Pour sa part, l’écrivain Zaid Al-Ali, auteur du livre The struggle for Iraq future, how corruption, incompetence and sectarism have undermine democracy, lançait une prédiction désabusée qui fissurait ce bel unanimisme : « Rien d’extraordinaire ne va se produire. Abdul Mahdi, qui est un apparatchik, a été choisi non pas à cause de sa vision pour l’Irak, mais parce qu’il ne menace aucun des partis majoritaires. Ceux qui souhaitaient une continuité du pouvoir seront ravis. Ceux qui voulaient des réformes ou un changement majeur de politique, seront déçus. C’est un vote pour la continuité. » Les récents évènements vécus par l’Irak ces dernières semaines lui ont étrangement donné raison.

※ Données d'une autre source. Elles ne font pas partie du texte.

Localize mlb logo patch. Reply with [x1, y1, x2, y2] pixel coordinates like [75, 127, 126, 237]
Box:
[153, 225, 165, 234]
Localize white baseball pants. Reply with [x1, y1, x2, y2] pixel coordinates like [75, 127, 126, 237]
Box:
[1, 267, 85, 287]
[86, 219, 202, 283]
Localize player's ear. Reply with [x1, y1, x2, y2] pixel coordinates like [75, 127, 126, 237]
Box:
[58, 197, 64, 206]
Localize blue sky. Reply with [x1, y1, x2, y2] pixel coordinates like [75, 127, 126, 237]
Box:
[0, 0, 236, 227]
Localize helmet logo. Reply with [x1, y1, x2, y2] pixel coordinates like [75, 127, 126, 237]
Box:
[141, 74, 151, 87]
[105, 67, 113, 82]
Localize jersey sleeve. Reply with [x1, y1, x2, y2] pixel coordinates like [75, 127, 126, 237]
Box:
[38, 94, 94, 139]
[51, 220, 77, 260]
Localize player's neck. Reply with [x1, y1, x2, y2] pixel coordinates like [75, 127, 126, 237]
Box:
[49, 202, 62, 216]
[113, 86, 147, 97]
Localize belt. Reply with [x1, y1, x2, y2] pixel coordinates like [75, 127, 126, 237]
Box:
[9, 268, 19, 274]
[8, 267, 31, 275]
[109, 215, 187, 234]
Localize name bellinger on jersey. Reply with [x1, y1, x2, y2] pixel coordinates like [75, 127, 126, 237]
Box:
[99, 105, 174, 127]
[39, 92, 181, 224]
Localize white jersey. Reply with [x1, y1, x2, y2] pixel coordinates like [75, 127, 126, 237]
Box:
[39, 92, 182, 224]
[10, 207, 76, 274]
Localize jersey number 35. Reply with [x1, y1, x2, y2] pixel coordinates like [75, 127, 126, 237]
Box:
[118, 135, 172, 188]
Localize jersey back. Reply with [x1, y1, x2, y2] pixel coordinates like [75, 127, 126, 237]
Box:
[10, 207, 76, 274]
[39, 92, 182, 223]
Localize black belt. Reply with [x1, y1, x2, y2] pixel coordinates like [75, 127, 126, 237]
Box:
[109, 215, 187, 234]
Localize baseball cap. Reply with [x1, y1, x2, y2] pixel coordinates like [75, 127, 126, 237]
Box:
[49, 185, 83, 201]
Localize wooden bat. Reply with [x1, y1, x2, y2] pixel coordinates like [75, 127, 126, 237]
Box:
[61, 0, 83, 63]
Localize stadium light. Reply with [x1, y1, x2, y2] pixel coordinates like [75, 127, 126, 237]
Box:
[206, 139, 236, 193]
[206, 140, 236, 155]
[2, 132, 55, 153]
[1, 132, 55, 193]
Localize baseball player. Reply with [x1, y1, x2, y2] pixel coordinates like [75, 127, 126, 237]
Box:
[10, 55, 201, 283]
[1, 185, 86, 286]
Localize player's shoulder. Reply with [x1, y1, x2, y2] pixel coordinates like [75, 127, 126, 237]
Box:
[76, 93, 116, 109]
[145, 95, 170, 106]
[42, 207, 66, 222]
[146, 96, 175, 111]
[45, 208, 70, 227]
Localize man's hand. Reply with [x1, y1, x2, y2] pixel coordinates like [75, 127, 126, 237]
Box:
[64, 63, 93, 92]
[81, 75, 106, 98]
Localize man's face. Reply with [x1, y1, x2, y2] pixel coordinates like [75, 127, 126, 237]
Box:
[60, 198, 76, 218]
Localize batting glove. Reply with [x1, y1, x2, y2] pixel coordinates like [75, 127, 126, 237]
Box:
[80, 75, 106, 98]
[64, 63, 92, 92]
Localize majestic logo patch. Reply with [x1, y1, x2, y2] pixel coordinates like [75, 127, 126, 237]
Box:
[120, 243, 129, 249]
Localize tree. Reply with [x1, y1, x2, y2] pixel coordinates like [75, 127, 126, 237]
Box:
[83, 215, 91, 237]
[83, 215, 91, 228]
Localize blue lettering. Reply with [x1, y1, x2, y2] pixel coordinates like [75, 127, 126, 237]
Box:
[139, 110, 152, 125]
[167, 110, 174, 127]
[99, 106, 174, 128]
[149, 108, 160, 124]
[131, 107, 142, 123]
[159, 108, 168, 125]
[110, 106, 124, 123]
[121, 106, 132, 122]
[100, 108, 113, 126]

Depuis le 1er octobre, des manifestants, en majorité des jeunes chômeurs et des hommes issus de quartiers défavorisés, s’opposent aux forces de l’ordre dans les rues de Bagdad, surtout dans le bastion chiite de Sadr Citr, ainsi que dans le sud chiite du pays. La contestation a démarré sur fond de revendications sociales, contre la corruption qui gangrène le pays, contre le chômage et l’absence quasi totale de services publics fonctionnels. Celles-ci ne sont pas surprenantes, dans un pays riche de son pétrole, où un habitant sur cinq vit pourtant sous le seuil de pauvreté. Les habitants des provinces chiites contestataires vivent sans eau courante ni électricité depuis 14 ans.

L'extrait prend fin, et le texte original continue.